E’ vero che in Europa i dati emissivi dell’agricoltura sono costanti da un quindicennio, ma parlando di effetto serra il quadro a cui occorre guardare è quello globale: a fronte di Paesi che dovranno migliorare il loro approvvigionamento alimentare e quindi, presumibilmente, anche le loro emissioni, i Paesi più sviluppati invece devono ridurre in modo sostanziale il proprio contributo, anche considerando che molti di essi, come l’Italia, già fanno ‘carbon leaching’ attraverso l’importazione di mangimi, prodotti da paesi terzi a spese di deforestazioni non contabilizzate negli inventari nazionali.

L’asserto secondo cui il metano di origine biotica recente non partecipi al riscaldamento globale non ha fondamenti chimico-fisici: il comportamento della molecola di metano è indifferente alla sua origine, come chiarisce, se ce ne fosse bisogno, IPCC (2021). E ahinoi, le caratterizzazioni isotopiche forniscono evidenze che il metano che sta aumentando in atmosfera è proprio quello biogeno, non quello di origine fossile (Michel SE et al., 2024).

Se dobbiamo ridurre le emissioni, discutiamo pure di sistemi retrofit, come il 3-NOP, potrà dare un grosso aiuto se manterrà le promesse, ma occorre un attento monitoraggio quando si manipola il biota ruminale, per conoscere e prevenire effetti a lungo termine.

Bene anche con il biogas, con una avvertenza: la realizzazione degli impianti richiede di essere ‘fatta bene’ e sviluppata con dispositivi più avanzati di quelli attualmente in uso, che riducano fortemente le perdite, giacché le emissioni fuggitive, stimate al 1% del metano prodotto, oggi, sono quasi pari alle emissioni evitate (ISPRA 2022), tanto che non è possibile considerare questo accorgimento come efficace per abbattere le emissioni di metano.
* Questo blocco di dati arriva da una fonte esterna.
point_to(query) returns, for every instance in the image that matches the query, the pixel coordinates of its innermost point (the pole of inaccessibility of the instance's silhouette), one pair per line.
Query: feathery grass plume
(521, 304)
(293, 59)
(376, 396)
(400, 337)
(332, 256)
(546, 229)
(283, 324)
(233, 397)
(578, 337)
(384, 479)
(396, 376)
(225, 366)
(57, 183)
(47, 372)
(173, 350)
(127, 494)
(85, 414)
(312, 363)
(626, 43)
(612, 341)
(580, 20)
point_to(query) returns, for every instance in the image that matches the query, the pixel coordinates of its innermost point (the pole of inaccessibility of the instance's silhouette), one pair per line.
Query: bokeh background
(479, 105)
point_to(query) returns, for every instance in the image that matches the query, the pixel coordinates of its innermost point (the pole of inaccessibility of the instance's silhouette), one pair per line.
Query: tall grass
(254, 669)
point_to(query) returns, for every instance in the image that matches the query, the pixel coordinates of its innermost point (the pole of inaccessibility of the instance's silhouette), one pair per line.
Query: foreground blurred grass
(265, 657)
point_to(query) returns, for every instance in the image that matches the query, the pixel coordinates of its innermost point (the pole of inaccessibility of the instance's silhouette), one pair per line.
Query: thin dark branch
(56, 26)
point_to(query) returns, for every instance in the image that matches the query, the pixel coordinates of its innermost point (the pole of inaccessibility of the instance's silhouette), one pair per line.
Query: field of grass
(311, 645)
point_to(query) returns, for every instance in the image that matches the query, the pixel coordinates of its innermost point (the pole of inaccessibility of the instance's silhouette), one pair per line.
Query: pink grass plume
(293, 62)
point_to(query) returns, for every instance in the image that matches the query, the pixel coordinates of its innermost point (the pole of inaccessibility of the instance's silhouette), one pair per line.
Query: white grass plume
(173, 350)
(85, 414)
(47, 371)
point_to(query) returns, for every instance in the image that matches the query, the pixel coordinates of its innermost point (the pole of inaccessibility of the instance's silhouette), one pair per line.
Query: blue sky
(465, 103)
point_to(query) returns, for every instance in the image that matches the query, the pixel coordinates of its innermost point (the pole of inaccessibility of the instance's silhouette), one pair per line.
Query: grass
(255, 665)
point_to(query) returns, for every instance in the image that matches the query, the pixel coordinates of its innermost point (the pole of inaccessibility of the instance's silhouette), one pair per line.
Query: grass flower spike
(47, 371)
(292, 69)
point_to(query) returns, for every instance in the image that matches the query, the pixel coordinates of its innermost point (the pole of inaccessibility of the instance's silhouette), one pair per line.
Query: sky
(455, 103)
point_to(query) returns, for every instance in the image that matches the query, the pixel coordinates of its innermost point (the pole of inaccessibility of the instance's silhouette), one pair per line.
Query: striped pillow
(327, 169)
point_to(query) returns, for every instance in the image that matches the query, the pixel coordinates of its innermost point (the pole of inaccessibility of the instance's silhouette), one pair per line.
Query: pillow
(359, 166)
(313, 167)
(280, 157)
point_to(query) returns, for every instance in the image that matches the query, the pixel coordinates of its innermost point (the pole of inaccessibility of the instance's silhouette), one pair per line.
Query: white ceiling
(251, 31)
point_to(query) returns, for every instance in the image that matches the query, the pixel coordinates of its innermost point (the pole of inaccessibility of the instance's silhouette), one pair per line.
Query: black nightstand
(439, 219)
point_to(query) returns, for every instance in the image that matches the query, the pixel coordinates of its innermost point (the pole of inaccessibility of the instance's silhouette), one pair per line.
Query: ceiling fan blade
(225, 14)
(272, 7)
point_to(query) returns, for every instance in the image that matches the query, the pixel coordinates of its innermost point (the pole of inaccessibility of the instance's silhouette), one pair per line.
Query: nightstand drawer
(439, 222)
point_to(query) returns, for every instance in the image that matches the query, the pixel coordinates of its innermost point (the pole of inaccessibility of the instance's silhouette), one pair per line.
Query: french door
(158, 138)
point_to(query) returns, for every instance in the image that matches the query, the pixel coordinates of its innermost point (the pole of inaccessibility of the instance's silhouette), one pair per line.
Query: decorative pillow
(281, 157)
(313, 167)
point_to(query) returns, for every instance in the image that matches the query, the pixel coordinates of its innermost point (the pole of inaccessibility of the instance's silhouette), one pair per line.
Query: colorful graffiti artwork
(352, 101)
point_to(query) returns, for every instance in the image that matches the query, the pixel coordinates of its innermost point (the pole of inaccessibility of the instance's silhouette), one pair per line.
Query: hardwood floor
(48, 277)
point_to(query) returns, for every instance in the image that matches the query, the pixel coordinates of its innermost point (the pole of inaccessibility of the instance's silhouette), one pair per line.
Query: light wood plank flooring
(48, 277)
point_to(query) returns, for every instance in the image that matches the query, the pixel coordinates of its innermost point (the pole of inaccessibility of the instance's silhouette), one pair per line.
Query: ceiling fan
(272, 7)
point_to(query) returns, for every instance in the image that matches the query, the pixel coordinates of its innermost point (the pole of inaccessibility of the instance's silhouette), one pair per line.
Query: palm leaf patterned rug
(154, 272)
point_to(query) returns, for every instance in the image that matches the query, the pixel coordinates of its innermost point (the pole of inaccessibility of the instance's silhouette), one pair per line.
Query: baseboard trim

Ma i retrofit, che in ogni caso comportano aumento di costi o investimenti che le aziende devono poter assorbire, non sostituiscono, ma affiancano l’esigenza di ristrutturare il comparto. Il crescente approvvigionamento estero di mangimi è indicatore di una produzione zootecnica che ha superato di molto la capacità portante del territorio a causa di una spinta produttivistica superiore alle proprie possibilità, in termini di bilanci territoriali.

Questa spinta deriva dai settori di trasformazione e distribuzione alimentare, e risponde anche a una domanda di alimenti di origine animale che eccede le raccomandazioni nutrizionali. Nel 2023 ognuno di noi, secondo i dati di ISMEA, ha consumato mediamente 78 kg di carni, corrispondenti al doppio di quanta ne consumava nel 1960, e il 40% in più parlando di latte e derivati (ufficio studi Coop, 2016).
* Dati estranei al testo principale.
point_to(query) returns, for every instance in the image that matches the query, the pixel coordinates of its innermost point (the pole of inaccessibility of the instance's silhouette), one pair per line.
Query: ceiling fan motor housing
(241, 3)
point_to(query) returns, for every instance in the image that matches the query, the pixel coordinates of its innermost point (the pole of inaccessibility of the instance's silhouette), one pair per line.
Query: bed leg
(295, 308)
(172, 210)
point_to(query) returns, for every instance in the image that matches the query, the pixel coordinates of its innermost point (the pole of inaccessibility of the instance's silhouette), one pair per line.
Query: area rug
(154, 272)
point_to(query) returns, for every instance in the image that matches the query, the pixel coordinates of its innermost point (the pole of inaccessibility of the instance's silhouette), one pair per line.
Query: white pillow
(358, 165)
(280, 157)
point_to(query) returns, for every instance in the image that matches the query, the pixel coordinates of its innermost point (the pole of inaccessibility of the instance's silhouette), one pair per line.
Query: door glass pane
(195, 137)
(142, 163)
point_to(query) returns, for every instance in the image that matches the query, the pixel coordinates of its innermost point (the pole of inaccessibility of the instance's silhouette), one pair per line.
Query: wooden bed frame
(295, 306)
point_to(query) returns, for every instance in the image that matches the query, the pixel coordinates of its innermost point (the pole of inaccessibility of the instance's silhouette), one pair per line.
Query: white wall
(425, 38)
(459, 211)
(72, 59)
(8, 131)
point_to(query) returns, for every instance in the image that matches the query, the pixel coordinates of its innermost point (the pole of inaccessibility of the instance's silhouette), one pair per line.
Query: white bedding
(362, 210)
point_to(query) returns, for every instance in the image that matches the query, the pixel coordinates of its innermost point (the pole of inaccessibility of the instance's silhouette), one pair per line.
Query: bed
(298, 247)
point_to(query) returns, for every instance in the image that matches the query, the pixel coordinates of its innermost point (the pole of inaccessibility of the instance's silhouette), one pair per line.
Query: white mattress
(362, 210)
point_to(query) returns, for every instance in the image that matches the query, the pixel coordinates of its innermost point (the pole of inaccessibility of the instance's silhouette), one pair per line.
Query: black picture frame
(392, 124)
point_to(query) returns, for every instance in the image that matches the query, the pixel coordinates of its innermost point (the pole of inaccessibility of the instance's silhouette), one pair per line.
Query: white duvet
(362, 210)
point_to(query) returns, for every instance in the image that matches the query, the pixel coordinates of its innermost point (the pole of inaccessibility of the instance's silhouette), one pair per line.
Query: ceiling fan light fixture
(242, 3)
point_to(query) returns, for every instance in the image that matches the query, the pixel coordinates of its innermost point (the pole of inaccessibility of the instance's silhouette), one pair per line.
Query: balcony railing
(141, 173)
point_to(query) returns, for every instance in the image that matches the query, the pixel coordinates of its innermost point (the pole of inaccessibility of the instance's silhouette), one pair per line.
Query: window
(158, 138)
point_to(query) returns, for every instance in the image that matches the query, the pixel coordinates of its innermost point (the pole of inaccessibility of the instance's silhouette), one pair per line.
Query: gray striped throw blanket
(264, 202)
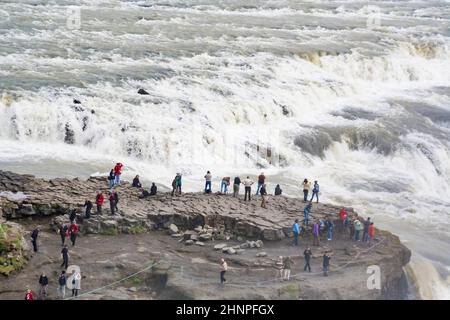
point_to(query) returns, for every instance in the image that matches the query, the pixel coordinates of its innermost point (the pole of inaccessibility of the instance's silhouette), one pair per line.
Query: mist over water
(327, 90)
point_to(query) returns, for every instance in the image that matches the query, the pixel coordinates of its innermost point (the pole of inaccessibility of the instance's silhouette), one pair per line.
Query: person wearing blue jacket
(296, 231)
(306, 212)
(315, 191)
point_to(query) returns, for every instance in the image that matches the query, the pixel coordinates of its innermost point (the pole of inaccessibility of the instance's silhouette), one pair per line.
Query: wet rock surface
(185, 237)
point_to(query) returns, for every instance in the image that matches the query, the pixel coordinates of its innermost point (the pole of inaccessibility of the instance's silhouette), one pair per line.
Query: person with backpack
(263, 193)
(306, 186)
(43, 282)
(34, 236)
(65, 256)
(330, 226)
(315, 191)
(358, 227)
(29, 295)
(236, 186)
(307, 254)
(224, 185)
(117, 173)
(223, 270)
(261, 180)
(136, 183)
(88, 205)
(174, 185)
(366, 230)
(73, 231)
(316, 233)
(306, 212)
(279, 264)
(248, 188)
(112, 203)
(111, 179)
(278, 190)
(326, 264)
(296, 232)
(99, 199)
(208, 179)
(287, 264)
(116, 199)
(63, 229)
(62, 282)
(76, 283)
(371, 233)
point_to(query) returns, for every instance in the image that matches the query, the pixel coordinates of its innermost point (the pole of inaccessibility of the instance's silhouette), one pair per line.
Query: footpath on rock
(174, 243)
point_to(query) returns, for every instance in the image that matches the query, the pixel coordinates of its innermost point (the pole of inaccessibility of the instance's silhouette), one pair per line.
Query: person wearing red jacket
(29, 295)
(343, 217)
(371, 232)
(117, 173)
(99, 199)
(73, 230)
(112, 202)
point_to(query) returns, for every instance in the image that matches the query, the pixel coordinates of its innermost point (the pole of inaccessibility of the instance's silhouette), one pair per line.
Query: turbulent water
(353, 93)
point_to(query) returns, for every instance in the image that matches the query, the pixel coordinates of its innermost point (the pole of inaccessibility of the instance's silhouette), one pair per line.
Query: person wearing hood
(278, 190)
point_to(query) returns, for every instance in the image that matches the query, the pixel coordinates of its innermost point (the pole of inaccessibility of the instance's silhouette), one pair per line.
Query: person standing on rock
(99, 199)
(236, 186)
(73, 230)
(278, 190)
(43, 282)
(343, 218)
(248, 188)
(153, 189)
(261, 180)
(34, 236)
(358, 227)
(306, 212)
(366, 230)
(63, 233)
(287, 264)
(112, 203)
(117, 173)
(116, 199)
(136, 183)
(88, 205)
(111, 179)
(316, 190)
(307, 254)
(29, 295)
(371, 233)
(224, 185)
(65, 256)
(76, 282)
(326, 264)
(263, 193)
(306, 187)
(296, 232)
(208, 178)
(279, 264)
(316, 230)
(62, 281)
(330, 228)
(223, 270)
(178, 182)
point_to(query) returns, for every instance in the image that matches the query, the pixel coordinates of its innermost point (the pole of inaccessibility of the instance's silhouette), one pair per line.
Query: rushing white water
(353, 93)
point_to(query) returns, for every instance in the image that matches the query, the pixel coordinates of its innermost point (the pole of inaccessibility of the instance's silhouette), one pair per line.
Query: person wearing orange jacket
(117, 173)
(73, 230)
(99, 199)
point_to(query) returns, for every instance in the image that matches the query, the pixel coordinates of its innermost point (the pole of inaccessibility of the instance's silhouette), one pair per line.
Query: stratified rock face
(198, 221)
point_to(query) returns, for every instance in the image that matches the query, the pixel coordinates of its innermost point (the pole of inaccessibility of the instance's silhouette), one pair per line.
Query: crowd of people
(283, 265)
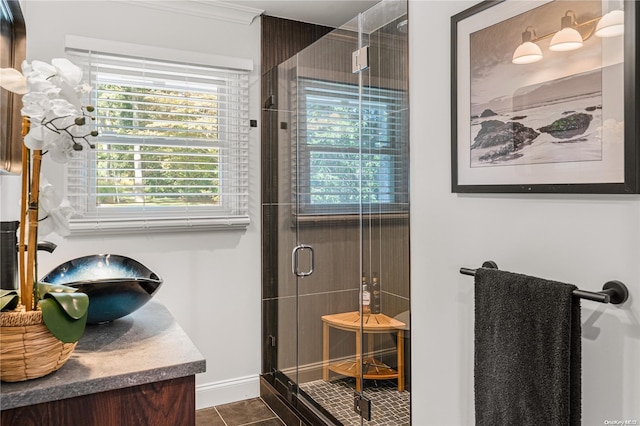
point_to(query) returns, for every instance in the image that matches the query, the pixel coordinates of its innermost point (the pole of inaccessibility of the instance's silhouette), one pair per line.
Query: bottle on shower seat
(365, 299)
(375, 294)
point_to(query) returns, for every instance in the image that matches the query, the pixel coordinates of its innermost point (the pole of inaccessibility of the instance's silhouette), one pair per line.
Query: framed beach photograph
(544, 97)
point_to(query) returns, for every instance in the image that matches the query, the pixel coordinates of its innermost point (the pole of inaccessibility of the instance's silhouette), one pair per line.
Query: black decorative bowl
(116, 285)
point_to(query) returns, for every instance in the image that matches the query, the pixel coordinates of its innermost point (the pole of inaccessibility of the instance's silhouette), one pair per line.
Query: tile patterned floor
(252, 412)
(388, 406)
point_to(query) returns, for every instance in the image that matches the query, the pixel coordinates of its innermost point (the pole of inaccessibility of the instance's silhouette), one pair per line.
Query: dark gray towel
(527, 350)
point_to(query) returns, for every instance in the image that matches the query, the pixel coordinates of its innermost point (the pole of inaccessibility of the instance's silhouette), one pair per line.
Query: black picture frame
(467, 170)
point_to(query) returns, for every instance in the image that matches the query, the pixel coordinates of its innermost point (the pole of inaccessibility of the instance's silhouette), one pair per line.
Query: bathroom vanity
(137, 370)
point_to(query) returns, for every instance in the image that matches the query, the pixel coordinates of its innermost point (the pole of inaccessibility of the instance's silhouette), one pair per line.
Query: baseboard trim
(226, 391)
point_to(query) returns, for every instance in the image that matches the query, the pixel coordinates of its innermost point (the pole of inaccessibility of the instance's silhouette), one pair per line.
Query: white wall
(211, 279)
(584, 239)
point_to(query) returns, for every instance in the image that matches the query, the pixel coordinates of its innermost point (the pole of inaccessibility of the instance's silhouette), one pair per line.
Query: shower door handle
(294, 260)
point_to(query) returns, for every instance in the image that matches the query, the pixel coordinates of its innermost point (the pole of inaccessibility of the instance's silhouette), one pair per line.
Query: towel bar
(614, 292)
Una qualificazione dei prodotti, ma su livelli di consumo più bassi, oltre ad essere benefica per la salute umana, può esserlo anche per un settore primario che oggi vede un aumento dei costi, per mangimi, ristalli e cure veterinarie, maggiore della crescita dei ricavi economici, soprattutto per le piccole e medie aziende: per questo una riduzione della produzione nelle aree di maggior intensità produttiva, accompagnata da una crescita del tasso di auto-approvvigionamento mangimistico, è sicuramente una formula vincente per tutti.

Possiamo ridurre le emissioni seguendo entrambe le vie, senza preclusioni, con retrofit agli allevamenti e tornando a praticare il legame tra allevamenti e territorio, partendo da quelle produzioni che sostengono le grandi DOP del nostro Paese e che non è sano dipendano da massicce importazioni di soia o mais. E’ una parte fondamentale della necessaria transizione agroecologica, su cui ci piacerebbe promuovere il dibattito con tutti gli attori della filiera: vogliamo parlarne, anche dal vivo?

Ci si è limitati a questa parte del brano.